Duffy & Chenail, (2008) further emphasized on epistemology as the relationship between meaning and interpretation as phenomenological inquiry. Explaining that both quantitative and qualitative approaches seek to answer the scientific question using empirical data. This is where I found Edmondson & McManus’s (2007) article on methodology fit helpful in understanding how different research questions and level of knowledge behind the research question can lead to nascent, intermediate, or mature theory. Edmondson & McManus (2007) argue that both qualitative and quantitative paradigms are both equally meritorious depending on the theory we are building as researchers. Both qualitative and quantitative have a question to answer, with each method requiring a survey of literature and research design to collect and analyze data (Creswell & Creswell, 2018; Edmonson & McManus, 2007). However, Edmondson & McManus (2007) propose that the “two methods can be combined successfully in cases where the goal is to increase the validity of new measures through triangulation” (p. 1157).
When thinking about the work I’d like to explore in my research, I see myself using Edmondson & McManus (2007) methodological fit as a structure to as an overarching criterion for my research starting with Four Key Elements of a Field Research Project and moving to the Three Archetypes of Methodological Fit in Field Research to understand the epistemological ramifications of how the methodological fit appropriately can help me answer my research question.

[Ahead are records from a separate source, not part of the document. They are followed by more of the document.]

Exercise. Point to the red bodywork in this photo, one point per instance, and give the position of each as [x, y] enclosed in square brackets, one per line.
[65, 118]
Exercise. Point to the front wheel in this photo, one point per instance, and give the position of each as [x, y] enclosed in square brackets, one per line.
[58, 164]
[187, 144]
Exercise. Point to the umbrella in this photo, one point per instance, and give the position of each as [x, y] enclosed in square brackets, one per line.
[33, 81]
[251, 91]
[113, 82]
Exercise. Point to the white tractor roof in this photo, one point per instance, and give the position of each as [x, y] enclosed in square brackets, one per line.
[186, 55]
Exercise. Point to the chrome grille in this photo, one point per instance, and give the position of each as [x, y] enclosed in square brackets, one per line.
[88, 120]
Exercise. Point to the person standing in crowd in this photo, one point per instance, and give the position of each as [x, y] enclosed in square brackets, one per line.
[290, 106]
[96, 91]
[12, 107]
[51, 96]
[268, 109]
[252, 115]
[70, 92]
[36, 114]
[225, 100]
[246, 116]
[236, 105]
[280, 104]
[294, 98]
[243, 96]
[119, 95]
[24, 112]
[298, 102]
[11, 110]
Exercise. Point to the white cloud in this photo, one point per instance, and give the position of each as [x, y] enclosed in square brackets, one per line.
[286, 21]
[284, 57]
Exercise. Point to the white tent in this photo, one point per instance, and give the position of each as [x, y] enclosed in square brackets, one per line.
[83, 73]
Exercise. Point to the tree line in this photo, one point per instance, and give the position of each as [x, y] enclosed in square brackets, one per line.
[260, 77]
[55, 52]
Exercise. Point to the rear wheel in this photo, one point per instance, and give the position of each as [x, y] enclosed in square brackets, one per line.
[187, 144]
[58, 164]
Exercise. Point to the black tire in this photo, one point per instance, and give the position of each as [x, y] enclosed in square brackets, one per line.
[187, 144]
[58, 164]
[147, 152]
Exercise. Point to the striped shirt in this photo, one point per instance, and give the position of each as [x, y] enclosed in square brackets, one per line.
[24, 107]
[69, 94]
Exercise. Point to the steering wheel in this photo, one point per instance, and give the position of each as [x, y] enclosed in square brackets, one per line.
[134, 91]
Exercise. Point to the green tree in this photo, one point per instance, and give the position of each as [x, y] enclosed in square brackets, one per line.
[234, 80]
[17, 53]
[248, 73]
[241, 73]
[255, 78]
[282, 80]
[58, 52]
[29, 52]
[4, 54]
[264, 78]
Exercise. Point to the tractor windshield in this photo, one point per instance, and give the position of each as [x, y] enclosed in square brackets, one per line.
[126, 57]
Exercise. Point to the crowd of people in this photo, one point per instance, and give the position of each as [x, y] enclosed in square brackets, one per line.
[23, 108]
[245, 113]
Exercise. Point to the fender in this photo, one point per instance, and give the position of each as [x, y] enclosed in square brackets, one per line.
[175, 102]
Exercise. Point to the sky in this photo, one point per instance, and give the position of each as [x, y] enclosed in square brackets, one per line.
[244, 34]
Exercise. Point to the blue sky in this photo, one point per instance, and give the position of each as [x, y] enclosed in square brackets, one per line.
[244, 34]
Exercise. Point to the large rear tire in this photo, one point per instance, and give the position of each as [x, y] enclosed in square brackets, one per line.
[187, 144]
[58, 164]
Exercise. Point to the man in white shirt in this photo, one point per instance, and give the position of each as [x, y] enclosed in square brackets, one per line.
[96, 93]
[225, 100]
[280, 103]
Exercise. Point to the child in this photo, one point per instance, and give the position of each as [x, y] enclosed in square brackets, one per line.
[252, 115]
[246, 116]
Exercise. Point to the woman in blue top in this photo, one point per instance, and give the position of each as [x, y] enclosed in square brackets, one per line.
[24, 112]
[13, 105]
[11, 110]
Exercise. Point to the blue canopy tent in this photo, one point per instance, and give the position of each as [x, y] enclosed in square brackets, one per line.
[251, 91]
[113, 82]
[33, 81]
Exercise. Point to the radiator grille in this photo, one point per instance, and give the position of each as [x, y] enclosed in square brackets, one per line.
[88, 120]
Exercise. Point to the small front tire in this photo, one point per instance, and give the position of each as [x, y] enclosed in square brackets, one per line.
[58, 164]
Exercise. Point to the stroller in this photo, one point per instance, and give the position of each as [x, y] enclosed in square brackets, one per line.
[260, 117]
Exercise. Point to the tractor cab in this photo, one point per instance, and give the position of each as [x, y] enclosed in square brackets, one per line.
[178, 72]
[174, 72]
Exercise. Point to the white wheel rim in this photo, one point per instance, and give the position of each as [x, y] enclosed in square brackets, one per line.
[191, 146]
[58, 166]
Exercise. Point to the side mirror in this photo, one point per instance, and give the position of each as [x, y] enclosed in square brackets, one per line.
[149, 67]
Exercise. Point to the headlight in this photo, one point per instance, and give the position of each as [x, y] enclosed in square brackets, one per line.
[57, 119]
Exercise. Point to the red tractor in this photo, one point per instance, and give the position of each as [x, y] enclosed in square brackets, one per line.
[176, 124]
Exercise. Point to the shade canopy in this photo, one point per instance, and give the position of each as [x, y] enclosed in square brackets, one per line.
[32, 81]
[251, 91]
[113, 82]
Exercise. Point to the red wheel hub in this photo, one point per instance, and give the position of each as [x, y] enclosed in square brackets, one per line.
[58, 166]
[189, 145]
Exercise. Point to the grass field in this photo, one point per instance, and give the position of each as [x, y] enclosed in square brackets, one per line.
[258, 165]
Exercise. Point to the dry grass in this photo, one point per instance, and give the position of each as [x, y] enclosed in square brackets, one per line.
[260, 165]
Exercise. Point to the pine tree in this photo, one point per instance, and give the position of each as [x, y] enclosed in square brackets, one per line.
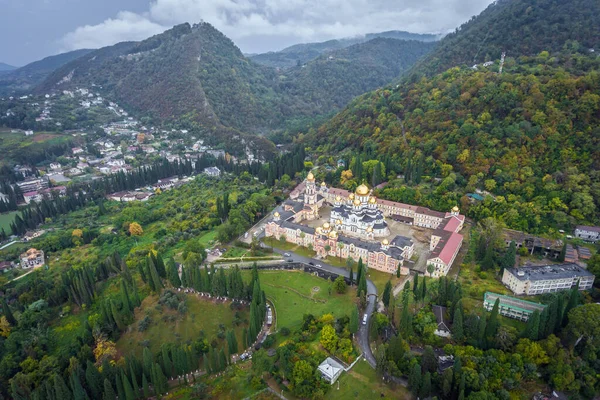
[109, 392]
[387, 293]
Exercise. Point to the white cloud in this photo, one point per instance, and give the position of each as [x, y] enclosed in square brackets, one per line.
[272, 20]
[125, 26]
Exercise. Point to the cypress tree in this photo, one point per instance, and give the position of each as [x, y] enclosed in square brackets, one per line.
[387, 293]
[426, 387]
[457, 323]
[8, 313]
[61, 390]
[120, 388]
[414, 379]
[109, 392]
[129, 393]
[93, 380]
[173, 274]
[492, 324]
[416, 285]
[146, 388]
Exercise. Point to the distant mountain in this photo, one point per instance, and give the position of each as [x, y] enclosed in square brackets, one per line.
[299, 54]
[5, 67]
[22, 79]
[197, 77]
[518, 27]
[526, 135]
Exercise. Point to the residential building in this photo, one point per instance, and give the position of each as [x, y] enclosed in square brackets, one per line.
[212, 171]
[511, 307]
[589, 233]
[330, 370]
[535, 280]
[32, 258]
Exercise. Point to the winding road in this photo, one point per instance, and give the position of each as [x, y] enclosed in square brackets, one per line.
[363, 330]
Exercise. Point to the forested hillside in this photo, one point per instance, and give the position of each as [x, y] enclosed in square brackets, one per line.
[518, 27]
[197, 78]
[301, 53]
[26, 77]
[530, 136]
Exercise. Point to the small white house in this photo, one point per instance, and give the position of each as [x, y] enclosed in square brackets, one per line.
[330, 370]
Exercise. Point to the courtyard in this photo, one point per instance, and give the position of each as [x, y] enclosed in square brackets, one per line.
[419, 236]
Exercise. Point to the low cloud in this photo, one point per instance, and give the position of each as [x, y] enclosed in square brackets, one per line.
[274, 23]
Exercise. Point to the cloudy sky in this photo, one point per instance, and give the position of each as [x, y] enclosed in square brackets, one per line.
[32, 29]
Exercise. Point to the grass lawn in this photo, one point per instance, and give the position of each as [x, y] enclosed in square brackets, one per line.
[292, 295]
[6, 219]
[300, 250]
[361, 382]
[207, 238]
[202, 315]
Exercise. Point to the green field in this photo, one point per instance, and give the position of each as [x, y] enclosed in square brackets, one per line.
[362, 382]
[6, 219]
[295, 293]
[202, 315]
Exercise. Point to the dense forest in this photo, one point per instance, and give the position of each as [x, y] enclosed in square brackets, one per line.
[529, 136]
[517, 27]
[198, 77]
[301, 53]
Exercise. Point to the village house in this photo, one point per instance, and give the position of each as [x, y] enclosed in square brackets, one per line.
[32, 258]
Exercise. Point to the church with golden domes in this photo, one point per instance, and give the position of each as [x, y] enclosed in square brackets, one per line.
[358, 215]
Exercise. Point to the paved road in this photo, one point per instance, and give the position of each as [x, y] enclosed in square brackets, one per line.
[363, 331]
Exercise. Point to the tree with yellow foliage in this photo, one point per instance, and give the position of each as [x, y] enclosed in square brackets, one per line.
[4, 327]
[135, 229]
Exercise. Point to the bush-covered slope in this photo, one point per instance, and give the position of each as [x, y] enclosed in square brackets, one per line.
[531, 134]
[24, 78]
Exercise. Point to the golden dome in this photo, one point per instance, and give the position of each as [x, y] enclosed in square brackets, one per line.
[362, 190]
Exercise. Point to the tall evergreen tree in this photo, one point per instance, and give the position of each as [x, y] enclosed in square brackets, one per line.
[109, 392]
[387, 292]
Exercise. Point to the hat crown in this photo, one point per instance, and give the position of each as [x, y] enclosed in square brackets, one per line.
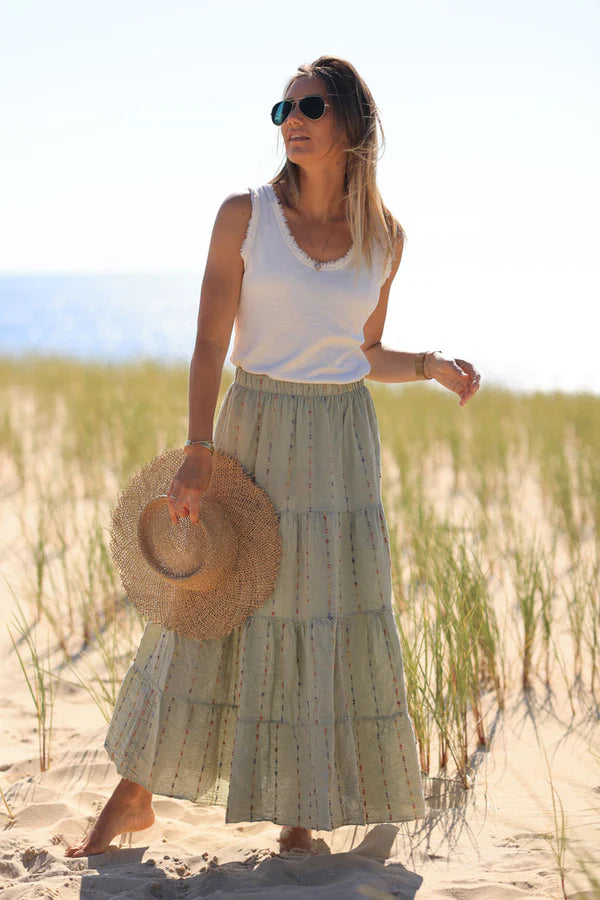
[197, 556]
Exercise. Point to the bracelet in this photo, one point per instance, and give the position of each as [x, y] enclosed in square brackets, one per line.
[208, 444]
[420, 364]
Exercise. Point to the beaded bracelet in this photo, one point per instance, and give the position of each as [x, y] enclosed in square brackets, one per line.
[208, 444]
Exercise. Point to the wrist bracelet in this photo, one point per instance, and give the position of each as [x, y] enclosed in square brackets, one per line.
[208, 444]
[420, 364]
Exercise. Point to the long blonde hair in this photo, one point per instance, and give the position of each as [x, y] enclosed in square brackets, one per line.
[355, 120]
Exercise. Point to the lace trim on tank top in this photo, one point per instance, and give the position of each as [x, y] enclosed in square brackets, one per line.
[252, 225]
[298, 251]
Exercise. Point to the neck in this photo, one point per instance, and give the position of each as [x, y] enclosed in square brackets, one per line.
[322, 195]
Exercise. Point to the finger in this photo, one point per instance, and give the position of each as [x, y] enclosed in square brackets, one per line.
[171, 507]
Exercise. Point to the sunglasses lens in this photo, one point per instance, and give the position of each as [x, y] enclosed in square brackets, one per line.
[280, 112]
[312, 107]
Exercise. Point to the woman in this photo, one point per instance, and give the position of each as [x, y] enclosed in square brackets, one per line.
[299, 716]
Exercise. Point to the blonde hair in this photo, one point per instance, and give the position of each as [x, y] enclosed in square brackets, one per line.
[355, 120]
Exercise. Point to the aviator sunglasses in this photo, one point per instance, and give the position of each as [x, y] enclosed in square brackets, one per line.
[312, 107]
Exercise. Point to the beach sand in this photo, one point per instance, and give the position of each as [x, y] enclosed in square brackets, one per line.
[492, 842]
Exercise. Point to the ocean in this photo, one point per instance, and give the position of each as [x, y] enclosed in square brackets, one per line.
[107, 317]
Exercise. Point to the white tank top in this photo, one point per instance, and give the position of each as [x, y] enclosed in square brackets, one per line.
[298, 319]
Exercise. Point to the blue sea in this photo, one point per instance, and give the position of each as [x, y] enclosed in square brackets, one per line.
[121, 317]
[110, 317]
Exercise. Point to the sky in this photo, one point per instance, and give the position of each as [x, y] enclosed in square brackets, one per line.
[125, 125]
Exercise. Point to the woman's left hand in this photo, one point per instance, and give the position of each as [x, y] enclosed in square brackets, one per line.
[457, 375]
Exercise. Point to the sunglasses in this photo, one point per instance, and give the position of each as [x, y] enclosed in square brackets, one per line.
[312, 107]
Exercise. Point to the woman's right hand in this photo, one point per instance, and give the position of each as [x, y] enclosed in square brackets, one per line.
[189, 483]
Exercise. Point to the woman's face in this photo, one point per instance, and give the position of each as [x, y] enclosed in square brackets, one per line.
[309, 139]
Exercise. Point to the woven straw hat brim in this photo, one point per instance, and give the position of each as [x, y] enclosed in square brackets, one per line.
[249, 582]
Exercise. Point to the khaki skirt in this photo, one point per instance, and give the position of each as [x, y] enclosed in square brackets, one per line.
[299, 716]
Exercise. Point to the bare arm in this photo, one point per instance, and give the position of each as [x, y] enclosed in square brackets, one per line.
[395, 366]
[219, 298]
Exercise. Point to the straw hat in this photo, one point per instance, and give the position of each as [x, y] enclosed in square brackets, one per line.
[199, 580]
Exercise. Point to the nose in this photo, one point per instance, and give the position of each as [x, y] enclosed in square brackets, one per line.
[295, 115]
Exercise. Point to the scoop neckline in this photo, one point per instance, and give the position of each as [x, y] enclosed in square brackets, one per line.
[316, 264]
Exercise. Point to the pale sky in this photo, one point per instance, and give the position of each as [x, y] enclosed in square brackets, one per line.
[125, 124]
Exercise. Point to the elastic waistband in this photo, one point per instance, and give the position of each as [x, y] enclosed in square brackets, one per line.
[260, 382]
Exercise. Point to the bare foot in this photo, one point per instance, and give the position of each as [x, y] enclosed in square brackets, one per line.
[294, 838]
[129, 809]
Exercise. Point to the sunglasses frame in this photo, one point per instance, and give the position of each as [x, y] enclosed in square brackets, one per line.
[299, 100]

References Aram, J.D. and Salipante, P. F. (2003), Bridging Scholarship in Management: Epistemological Reflections, Vol. 14, 189-205. Creswell, J. & Creswell, J.D. (2018). Research Design, (5th ed.). Los Angeles, CA: Sage. Duffy, M. & Chenail, R. (2008). Values in Qualitative and Quantitative Research. Counseling and Values, Vol 53. Pp. 22-53 Edmondson, A. and McManus, S. (2007). Methodological Fit in Management Field Research. Academy of Management Review, Vol. 32, No 4. 1155-1179.